Well, no one asked for my flight details, car rental information, or phones and addresses of all of my friends in LA this time. I wouldn't have forgotten to send it, if you had asked. It's weird, it's sort of like you're less gone when I'm out of New York. Right after you died, the first time I drove back into Brooklyn it hit like a sledge hammer. Something about being back in the city made me suddenly and violently aware that you were gone. I thought, I'm in Brooklyn and I don't have a dad, I don't have a dad. But now that I'm in LA I think you're just at home with Mom in Port Jeff. I know you're not, but it doesn't seem that way.

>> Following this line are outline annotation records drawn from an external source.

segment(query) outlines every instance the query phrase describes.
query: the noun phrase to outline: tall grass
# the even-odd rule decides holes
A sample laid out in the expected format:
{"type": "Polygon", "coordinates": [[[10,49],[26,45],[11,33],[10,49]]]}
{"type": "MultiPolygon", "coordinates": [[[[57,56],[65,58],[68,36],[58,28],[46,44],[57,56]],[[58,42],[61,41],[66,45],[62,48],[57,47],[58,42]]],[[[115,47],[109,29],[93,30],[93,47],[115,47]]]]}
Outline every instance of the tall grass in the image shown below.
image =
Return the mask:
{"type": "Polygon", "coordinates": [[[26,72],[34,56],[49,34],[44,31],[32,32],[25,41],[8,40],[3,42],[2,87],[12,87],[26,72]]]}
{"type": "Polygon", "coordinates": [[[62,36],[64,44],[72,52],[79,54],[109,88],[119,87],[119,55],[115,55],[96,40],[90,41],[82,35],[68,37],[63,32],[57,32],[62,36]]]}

This whole process, I don't think it's going to ever make sense. I don't think there is ever going to be a time that it will be real what happened, that you will actually be gone. It's just a lot of back and forth between thinking about it consciously and not thinking about it consciously, and time keeps flowing on and the more time that passes the more it becomes solidified into fact, like sediment, this idea that you died. But it still seems just as absurd and untrue as it did two months ago, and people say "I'm sorry that your dad died" and I say yes, thank you, but inside I'm still thinking what are you talking about, that is just so wildly untrue. But now it's "oh, my Dad died a few months ago" which just sounds like something that happened. To other people, it's just a thing that occurred. But that's not how it feels to me, it's still THE thing that occurred, the everything that clouds all my life now. Two months sounds like an amount of time that has passed, but it's never been so minuscule, this amount of time. When it happened, right when you died, I said, okay, how long is this going to last? A year? What can I expect here, a year of grieving? I needed a timeline. It's only now that I'm starting to understand that it really will last forever. You will always be gone and in a way I will always be grieving, and I will never think it sounds right when someone says that you died however long ago. We just have to go along with what is allegedly fact, what has had so much water flow over it that it's turned into sedimentary rock.
I love you and miss you. I'm staying with Susan, in West Hollywood, then at a hotel in Joshua Tree. I'll text you her phone number and send you the address for the hotel.